Underwater Optical Ranging: A Hybrid LIDAR-RADAR Approach

Proximity detection underwater is performed primarily by sending and receiving some form of magnetic or acoustic radiation. This is done by propagating a known output signal, and measuring the response of or disturbance from some target. However, these systems have limitations in how much range resolution and accuracy they can provide under certain conditions. Recognizing this short-coming, optical techniques for underwater ranging are being investigated. Optical systems can provide update rates on the order of mega-Hertz because it depends on the speed of light instead of the speed of sound. Perhaps most importantly, they can provide much greater resolution and accuracy in their measurements than existing systems, theoretically on the order of centimeters, or even sub-centimeter, depending on the configuration. There is, in fact, a US Navy requirement for a high-precision, large dynamic-range, proximity detector that is as insensitive as possible to changing water conditions, with a range of less than two meters. However, when traveling through a medium such as water, an optical signal will attenuate exponentially because of absorption and scattering. The absorption coefficient, or , characterizes the photons that are extinguished and cannot be recovered by the detector. Physically, when dealing with wavelengths in the blue to IR spectrum about 400 nanometers to 100 micrometers, this loss is caused by the photons interacting with the water molecules and some particulates in the water.
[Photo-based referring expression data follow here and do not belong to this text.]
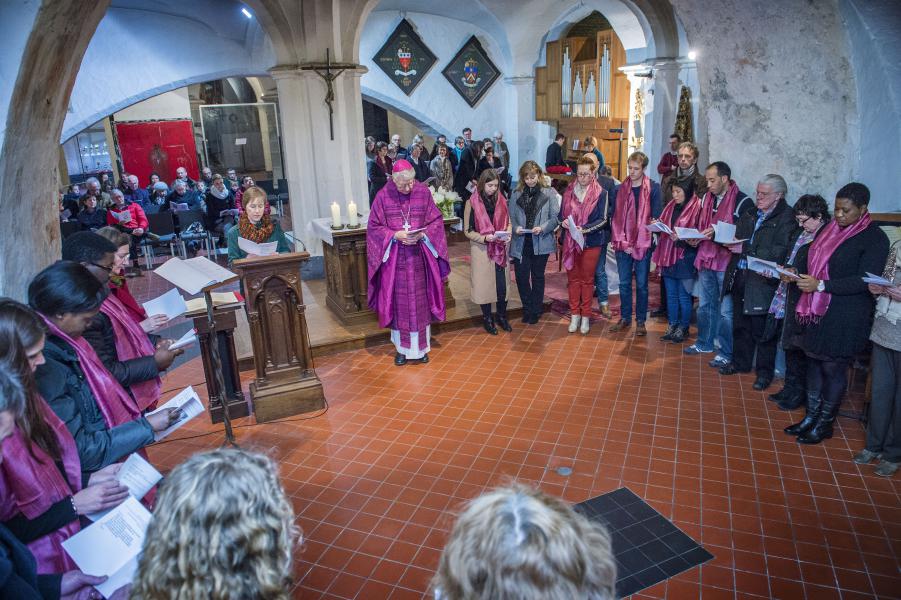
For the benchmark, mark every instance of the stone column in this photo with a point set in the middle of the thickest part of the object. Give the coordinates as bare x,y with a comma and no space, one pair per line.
320,170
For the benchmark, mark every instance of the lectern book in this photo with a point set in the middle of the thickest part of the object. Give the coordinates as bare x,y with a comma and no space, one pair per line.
194,274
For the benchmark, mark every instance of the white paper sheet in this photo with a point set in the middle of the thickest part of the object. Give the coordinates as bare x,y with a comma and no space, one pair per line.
190,406
575,232
138,476
689,233
251,247
111,546
172,304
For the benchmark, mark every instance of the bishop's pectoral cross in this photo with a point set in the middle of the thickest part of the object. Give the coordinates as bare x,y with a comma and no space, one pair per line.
324,70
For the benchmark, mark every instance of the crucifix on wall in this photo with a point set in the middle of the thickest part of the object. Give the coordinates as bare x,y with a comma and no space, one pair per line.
329,72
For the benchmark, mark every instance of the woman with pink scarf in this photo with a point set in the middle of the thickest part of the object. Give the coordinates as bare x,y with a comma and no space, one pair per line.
836,307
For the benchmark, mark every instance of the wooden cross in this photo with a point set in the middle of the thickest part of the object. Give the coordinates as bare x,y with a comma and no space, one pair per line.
324,70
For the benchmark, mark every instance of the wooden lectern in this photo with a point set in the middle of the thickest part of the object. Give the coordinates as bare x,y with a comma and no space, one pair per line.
285,382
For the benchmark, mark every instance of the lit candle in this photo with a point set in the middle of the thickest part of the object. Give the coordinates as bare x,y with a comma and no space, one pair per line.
336,215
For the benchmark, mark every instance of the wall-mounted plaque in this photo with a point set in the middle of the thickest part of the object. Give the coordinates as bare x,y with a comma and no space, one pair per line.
405,58
471,72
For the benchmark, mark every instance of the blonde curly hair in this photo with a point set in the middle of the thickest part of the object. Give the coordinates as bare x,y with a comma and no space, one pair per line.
222,529
518,543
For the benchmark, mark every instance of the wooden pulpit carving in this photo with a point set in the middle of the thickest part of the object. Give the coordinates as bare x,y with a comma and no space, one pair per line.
286,382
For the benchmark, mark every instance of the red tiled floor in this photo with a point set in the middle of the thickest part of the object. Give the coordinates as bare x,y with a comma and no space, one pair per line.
377,478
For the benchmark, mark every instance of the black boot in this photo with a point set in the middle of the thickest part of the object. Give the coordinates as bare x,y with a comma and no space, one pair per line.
822,430
502,321
814,402
488,324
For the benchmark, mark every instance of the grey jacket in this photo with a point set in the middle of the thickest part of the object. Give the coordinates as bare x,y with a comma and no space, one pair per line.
546,218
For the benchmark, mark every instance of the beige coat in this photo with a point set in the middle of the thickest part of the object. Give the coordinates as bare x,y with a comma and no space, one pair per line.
481,273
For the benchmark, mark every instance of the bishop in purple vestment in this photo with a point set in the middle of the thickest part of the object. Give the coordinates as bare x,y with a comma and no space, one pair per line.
407,256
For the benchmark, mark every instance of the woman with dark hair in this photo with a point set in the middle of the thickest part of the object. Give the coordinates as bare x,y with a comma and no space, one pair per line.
484,215
811,212
533,219
42,491
379,170
835,306
99,413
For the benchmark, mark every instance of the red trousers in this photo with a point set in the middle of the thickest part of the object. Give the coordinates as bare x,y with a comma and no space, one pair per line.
580,281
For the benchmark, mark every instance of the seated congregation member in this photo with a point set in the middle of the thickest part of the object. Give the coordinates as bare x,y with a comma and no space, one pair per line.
836,307
115,335
406,251
220,207
19,579
638,200
101,416
132,221
485,214
534,208
42,492
588,204
722,202
255,224
767,234
379,170
884,422
676,260
811,213
222,529
518,542
118,284
442,169
90,217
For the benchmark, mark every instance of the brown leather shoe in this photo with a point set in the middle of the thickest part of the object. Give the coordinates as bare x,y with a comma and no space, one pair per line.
620,325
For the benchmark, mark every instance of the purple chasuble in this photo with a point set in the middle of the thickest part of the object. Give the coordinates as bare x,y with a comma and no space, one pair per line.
406,291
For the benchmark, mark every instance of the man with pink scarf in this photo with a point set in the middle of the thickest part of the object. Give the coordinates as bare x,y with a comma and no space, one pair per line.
638,200
407,262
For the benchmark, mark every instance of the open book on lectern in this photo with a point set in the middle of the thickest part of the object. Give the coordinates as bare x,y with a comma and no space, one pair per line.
194,274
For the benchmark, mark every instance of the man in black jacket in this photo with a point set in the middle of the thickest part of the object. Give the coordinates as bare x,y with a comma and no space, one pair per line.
767,233
97,255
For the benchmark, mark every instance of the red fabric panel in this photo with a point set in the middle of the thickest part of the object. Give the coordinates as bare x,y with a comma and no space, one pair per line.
160,146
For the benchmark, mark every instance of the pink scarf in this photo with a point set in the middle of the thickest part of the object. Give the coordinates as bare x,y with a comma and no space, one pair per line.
629,231
132,342
580,212
668,252
813,305
713,256
497,251
31,483
112,399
Wavelengths in the near infrared NIR spectrum interact more strongly, and absorb more quickly 1. Running out of signal due to absorption is called reaching your photon limit. An analogy would be like driving a car on a clear night- if the vehicles high beams are turned on, the driver can see farther. In other words, sending more photons into the environment i.e. using a greater optical power, will allow the system better range when this type of loss is dominant.